JPMorgan Chase (JPM) CEO Jamie Dimon called bitcoin “worthless” earlier this month, and Securities and Exchange Commission Chairman Gary Gensler has indicated a desire to regulate an asset class he describes as the “wild west.” 

But Citigroup (C) CEO Jane Fraser struck an optimistic tone about digital assets in a recent interview with Yahoo Finance. She emphasized the “tangible benefits” of digital assets, like speedy transactions and transparent accounting; and she confirmed that the asset class will have a place in the “future” of financial services.

“We see benefits from the digital asset space: instant processing, fractionalization, programmability, and transparency,” Fraser told Yahoo Finance at its All Markets Summit on Monday. “Those are very tangible benefits that come from it.” 

“It’s clear that digital assets will be part of the financial services and financial markets — the future of them,” she adds. “We already see clients very active in the space.”

“Real-time payments will be here in the near term, and digital currencies may be part of that future,” says Fraser, who took over as CEO in March. 

‘We’re proceeding thoughtfully and with appropriate caution’

Berkshire Hathaway (BRK-A, BRK-B) CEO Warren Buffett in 2018 described bitcoin as “rat poison,” and a survey conducted by JPMorgan Chase (JPM) in June found that one-third of mainstream investment firms agree with Buffett’s characterization.

But major financial institutions have warmed up to cryptocurrency. US Bank, the nation’s fifth-largest retail bank, this month announced the launch of a cryptocurrency custody service for fund managers. 

The move follows the formation of a unit at JPMorgan Chase last year devoted to projects that incorporate blockchain technology, as well as the news in May of a cryptocurrency trading group at Goldman Sachs (GS).  

Bitcoin (virtual currency) coins are seen in an illustration picture taken at La Maison du Bitcoin in Paris July 11, 2014. French police dismantled an illegal Bitcoin exchange and seized 388 virtual currency units worth some 200,000 euros ($272,800) in the first such operation in Europe a public prosecutor said on Monday.   REUTERS/Benoit Tessier (FRANCE - Tags: BUSINESS)
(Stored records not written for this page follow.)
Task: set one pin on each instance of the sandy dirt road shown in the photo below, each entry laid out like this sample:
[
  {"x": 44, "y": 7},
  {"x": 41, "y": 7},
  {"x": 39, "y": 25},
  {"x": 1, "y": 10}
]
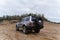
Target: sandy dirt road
[{"x": 49, "y": 32}]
Bitcoin (virtual currency) coins are seen in an illustration picture taken at La Maison du Bitcoin in Paris July 11, 2014. REUTERS/Benoit Tessier

In May, Citigroup launched a digital assets unit of its own, which is housed within its wealth management division. But the bank is taking careful steps into the space as it manages concerns over looming regulation and client risks, Fraser said.

“I would say we’re proceeding thoughtfully and with appropriate caution here,” she says. “Why is that? There’s still a lot of questions about how the space evolves around regulatory clarity, around some of the scalability, around resiliency, certainly around some transparency, and making sure that there are the appropriate guardrails in the system, particularly for our retail clients.”

“We don’t want them participating in areas that they’re not necessarily as well equipped to understand the risks of,” she adds.